Häufig treten bei den Eltern Zweifel auf, ob die zweisprachige Erziehung wirklich förderlich für ihr Kind ist und ob es letztlich beide Sprachen richtig lernen wird. Durch diese Ängste entsteht oft der Fehler, das Kind ständig zu korrigieren. Sinnvoller wäre es, das Wort ohne jegliche Rückmeldung einfach richtig zu wiederholen. Viele Eltern und Pädagogen befürchten außerdem, dass die gesprochene Sprache des jeweiligen Landes leidet, wenn die Kinder auch andere Sprachen lernen. Das ist wissenschaftlich nicht aktuell. Zwei Erstsprachen von Anfang an befruchten sich gegenseitig – und das fördert Denken und Intelligenz.

Mitunter stottern Kinder – heißt das, sie sind überfordert?
Manchmal verweigert das Kind eine der beiden Sprachen oder fängt an zu stottern. Eltern sind dann schnell verzweifelt und denken, dass sie ihr Kind überfordern. Dabei erwerben die Kinder spielend zwei oder mehr Sprachen. Das Stottern kann bei mehrsprachigen Kindern ein vorüber­gehendes Phänomen sein. Vielen Eltern ist nicht bewusst, welche Vorteile frühkindliche Mehrsprachigkeit hat.

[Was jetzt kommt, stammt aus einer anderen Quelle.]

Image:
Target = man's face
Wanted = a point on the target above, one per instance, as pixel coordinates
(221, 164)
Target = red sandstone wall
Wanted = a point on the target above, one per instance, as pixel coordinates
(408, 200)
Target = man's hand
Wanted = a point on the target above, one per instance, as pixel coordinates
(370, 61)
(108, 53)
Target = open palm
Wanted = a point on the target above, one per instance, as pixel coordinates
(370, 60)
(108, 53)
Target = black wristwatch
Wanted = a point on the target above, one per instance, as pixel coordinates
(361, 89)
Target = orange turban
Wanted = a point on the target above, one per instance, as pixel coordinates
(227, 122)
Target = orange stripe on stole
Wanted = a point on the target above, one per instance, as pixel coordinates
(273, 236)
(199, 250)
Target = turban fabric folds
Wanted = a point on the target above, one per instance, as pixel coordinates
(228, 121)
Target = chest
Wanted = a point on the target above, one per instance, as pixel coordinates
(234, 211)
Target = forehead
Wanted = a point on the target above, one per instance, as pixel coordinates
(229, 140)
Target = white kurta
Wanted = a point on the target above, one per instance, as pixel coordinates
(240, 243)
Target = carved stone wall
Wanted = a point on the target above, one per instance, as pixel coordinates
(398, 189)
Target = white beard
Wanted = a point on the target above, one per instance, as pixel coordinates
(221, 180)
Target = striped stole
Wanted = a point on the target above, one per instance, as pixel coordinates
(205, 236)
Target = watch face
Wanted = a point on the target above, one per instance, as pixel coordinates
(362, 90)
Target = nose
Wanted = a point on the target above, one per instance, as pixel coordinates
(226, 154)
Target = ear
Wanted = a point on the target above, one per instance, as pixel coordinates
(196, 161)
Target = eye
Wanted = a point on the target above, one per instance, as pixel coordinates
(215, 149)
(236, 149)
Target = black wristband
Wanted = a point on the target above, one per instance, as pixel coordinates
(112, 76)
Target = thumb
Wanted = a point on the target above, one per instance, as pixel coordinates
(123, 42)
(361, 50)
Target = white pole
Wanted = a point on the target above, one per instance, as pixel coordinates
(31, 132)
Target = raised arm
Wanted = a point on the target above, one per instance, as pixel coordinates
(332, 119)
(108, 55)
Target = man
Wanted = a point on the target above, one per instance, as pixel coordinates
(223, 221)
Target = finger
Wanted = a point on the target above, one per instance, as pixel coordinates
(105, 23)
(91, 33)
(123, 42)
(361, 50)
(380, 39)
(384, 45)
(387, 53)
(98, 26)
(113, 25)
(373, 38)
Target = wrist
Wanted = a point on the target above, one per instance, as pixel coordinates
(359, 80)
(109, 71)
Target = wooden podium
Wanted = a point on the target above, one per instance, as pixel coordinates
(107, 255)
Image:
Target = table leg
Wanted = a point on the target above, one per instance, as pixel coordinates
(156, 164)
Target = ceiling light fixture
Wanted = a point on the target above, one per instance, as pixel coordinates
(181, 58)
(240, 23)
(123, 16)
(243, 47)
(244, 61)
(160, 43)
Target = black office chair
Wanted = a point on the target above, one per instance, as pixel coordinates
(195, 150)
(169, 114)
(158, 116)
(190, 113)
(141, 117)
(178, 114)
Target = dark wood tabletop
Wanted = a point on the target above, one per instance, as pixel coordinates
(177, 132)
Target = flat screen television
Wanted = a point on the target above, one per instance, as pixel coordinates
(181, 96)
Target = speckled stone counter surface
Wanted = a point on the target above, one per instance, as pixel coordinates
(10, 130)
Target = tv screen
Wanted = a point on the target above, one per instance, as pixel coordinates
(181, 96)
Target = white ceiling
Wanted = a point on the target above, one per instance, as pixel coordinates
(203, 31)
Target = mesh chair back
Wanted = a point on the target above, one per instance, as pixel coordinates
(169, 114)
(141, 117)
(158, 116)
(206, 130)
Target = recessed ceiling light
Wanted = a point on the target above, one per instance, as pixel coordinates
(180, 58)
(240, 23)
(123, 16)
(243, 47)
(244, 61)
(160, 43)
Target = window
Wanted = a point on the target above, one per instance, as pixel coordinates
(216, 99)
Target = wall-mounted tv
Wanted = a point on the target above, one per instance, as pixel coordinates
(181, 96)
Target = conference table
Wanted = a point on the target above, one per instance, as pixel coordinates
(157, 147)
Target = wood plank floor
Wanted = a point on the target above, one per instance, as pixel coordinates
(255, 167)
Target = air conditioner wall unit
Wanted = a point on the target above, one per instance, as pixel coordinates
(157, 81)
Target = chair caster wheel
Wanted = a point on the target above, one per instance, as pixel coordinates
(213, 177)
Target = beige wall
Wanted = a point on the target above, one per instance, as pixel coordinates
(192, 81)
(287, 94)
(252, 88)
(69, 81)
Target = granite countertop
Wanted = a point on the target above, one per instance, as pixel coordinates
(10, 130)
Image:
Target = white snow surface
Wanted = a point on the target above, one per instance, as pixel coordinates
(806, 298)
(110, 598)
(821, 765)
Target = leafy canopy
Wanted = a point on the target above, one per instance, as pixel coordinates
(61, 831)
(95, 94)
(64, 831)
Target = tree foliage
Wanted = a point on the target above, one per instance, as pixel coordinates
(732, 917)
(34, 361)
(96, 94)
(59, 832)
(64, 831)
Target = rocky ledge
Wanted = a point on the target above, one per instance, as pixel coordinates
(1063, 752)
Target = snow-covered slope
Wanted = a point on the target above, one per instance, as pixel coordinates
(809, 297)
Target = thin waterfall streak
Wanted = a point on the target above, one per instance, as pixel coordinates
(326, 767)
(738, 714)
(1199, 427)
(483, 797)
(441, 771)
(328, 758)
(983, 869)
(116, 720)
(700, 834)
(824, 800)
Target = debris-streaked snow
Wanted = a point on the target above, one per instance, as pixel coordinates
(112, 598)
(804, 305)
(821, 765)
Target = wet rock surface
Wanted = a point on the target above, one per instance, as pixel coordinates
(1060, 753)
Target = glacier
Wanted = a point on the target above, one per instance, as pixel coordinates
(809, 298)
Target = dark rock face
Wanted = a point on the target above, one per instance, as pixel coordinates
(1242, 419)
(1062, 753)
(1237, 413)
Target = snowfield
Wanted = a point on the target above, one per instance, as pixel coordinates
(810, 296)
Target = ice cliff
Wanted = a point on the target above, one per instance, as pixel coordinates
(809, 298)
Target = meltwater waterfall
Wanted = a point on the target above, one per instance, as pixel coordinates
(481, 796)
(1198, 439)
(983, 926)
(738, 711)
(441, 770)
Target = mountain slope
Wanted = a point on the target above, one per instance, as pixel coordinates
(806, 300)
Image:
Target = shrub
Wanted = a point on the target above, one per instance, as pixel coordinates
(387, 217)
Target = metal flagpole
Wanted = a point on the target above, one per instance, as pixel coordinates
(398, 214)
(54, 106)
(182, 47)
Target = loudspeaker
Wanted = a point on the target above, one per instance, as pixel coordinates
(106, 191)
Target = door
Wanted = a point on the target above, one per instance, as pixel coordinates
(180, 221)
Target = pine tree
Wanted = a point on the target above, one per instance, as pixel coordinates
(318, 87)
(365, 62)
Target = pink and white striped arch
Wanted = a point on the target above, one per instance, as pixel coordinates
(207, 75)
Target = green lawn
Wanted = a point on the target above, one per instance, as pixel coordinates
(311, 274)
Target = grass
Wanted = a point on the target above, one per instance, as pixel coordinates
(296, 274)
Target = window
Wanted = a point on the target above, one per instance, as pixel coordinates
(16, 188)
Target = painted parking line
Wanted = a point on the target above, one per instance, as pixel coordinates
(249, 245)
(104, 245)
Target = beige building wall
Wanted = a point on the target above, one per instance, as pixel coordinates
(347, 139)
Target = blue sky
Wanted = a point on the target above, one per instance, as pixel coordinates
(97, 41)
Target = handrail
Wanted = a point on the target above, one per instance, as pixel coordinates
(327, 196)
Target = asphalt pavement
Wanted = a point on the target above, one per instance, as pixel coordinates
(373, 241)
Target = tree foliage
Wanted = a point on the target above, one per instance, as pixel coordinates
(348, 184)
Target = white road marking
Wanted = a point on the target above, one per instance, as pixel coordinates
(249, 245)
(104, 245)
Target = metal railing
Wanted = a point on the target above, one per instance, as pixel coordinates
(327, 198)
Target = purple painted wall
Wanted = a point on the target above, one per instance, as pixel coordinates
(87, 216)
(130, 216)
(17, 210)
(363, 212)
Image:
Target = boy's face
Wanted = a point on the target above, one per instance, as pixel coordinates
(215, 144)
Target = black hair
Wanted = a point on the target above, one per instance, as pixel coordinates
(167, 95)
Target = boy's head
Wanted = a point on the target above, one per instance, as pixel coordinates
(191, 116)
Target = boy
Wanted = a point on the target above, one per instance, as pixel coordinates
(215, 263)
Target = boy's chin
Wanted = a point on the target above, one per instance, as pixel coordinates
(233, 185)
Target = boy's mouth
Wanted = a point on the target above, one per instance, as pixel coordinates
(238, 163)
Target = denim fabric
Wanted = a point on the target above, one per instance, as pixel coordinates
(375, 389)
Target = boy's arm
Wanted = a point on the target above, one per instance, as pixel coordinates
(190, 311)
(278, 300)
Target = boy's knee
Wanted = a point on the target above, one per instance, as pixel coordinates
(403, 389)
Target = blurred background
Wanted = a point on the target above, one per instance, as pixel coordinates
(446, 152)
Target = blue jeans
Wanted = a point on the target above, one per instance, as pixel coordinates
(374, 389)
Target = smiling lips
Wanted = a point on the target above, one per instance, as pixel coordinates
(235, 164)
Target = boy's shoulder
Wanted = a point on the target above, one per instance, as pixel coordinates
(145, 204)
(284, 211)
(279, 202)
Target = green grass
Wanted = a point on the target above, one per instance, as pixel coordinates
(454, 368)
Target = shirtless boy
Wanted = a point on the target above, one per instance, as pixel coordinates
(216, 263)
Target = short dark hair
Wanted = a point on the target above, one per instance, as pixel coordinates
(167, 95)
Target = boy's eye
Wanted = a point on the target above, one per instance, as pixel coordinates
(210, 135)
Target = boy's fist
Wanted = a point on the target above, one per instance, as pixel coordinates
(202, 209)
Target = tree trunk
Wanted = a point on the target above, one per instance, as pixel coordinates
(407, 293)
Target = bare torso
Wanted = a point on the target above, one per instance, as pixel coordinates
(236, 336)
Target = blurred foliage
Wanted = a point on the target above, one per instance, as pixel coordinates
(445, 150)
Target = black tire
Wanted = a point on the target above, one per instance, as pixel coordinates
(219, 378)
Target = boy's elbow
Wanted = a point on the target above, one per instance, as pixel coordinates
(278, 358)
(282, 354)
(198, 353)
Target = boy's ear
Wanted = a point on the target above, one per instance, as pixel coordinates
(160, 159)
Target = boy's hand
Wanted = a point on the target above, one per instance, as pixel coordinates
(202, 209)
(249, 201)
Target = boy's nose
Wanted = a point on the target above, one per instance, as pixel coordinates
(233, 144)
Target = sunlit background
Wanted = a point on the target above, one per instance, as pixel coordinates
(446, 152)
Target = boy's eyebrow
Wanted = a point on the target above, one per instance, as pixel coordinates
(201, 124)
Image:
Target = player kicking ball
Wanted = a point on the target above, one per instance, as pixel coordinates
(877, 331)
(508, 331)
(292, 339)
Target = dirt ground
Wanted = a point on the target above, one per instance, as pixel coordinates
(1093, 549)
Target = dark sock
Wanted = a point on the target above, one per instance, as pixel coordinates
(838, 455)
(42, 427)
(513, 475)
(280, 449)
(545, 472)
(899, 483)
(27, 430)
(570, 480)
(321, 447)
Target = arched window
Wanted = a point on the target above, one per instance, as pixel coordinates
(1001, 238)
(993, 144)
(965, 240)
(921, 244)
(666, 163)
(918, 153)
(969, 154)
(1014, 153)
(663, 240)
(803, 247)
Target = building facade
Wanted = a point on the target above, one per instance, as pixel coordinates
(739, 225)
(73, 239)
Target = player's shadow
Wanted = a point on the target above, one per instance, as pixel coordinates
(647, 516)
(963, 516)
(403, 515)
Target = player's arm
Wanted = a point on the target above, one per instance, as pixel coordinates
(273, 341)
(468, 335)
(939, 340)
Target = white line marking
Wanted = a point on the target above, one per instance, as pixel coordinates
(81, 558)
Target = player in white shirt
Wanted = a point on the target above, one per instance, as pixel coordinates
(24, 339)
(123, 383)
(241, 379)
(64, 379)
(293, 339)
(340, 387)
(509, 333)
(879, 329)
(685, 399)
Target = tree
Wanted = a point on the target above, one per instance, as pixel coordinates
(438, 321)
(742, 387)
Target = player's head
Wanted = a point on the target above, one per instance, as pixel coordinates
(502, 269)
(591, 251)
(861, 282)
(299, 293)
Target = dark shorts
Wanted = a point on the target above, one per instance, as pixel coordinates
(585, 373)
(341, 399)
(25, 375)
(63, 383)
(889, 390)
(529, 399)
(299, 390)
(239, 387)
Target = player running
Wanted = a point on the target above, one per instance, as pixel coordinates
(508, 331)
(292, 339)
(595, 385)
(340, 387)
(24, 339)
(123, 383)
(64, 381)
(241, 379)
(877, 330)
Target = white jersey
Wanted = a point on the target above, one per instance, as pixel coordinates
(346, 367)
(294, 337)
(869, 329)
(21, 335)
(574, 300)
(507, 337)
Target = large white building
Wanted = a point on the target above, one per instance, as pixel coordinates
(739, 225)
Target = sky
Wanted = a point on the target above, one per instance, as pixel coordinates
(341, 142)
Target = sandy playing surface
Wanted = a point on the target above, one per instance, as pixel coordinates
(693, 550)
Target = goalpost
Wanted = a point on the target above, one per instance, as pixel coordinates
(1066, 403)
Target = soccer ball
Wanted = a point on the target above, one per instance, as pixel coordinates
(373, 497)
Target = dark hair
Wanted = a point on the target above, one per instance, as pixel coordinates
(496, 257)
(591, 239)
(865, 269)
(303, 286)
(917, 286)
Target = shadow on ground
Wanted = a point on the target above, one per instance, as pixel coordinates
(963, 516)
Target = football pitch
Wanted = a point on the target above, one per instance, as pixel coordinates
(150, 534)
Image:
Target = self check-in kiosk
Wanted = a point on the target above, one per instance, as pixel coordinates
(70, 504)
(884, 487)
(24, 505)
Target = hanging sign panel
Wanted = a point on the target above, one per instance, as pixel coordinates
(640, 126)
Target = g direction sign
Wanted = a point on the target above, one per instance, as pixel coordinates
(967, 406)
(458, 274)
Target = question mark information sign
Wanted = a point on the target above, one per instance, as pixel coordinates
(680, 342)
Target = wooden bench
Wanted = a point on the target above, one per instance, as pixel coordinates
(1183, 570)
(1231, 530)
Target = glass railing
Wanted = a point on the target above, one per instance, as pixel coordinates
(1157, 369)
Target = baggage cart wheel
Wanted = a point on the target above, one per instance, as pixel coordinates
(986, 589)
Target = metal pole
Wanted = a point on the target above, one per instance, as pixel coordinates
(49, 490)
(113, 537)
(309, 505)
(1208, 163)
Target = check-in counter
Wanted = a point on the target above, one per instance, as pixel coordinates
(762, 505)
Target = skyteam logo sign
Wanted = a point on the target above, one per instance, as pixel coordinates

Welche Chancen und Risiken gibt es für Kinder aus mehrsprachigen Haushalten?
Eltern machen sich oft Sorgen, wenn sie im Alltag nicht konsequent eine Sprache beibehalten. Meistens wechseln die Familien bewusst oder unbewusst in einem gesprochenen Satz von einer in die andere Sprache – auch die Kinder. Die Eltern denken dann oft, dass ihr Kind unter doppelter Halbsprachigkeit leidet. Dabei wissen die Kleinen genau, welcher der Gesprächspartner die jeweilige Sprache beherrscht. Sie passen sich einfach dementsprechend an und wechseln zum Beispiel abhängig von den Inhalten.

Ab welchem Alter fällt es Kindern schwer, beide Sprachen in gleichem Umfang zu erlernen?
Wer später lernt, etwa ab sieben oder acht Jahren, wird die neue Sprache oft nicht ohne Akzent sprechen. Früher hat man gesagt, mit zwölf Jahren schließt sich ein Fenster zum mühelosen Sprachlernen, heute sagt man: Die Grammatik lernt man auch später noch gut, aber eher mit dem Kopf als intuitiv, wie Kinder es tun. Sicherlich ist es schwieriger als im Kindesalter, sich eine Sprache im Alter von 40 oder 50 Jahren anzueignen, aber es ist gut möglich. Die Lerner müssen nur die Gelegenheit erhalten, die neue Sprache zu sprechen. Ausschlaggebend ist auch, wie viel sprachlichen Input sie erhalten.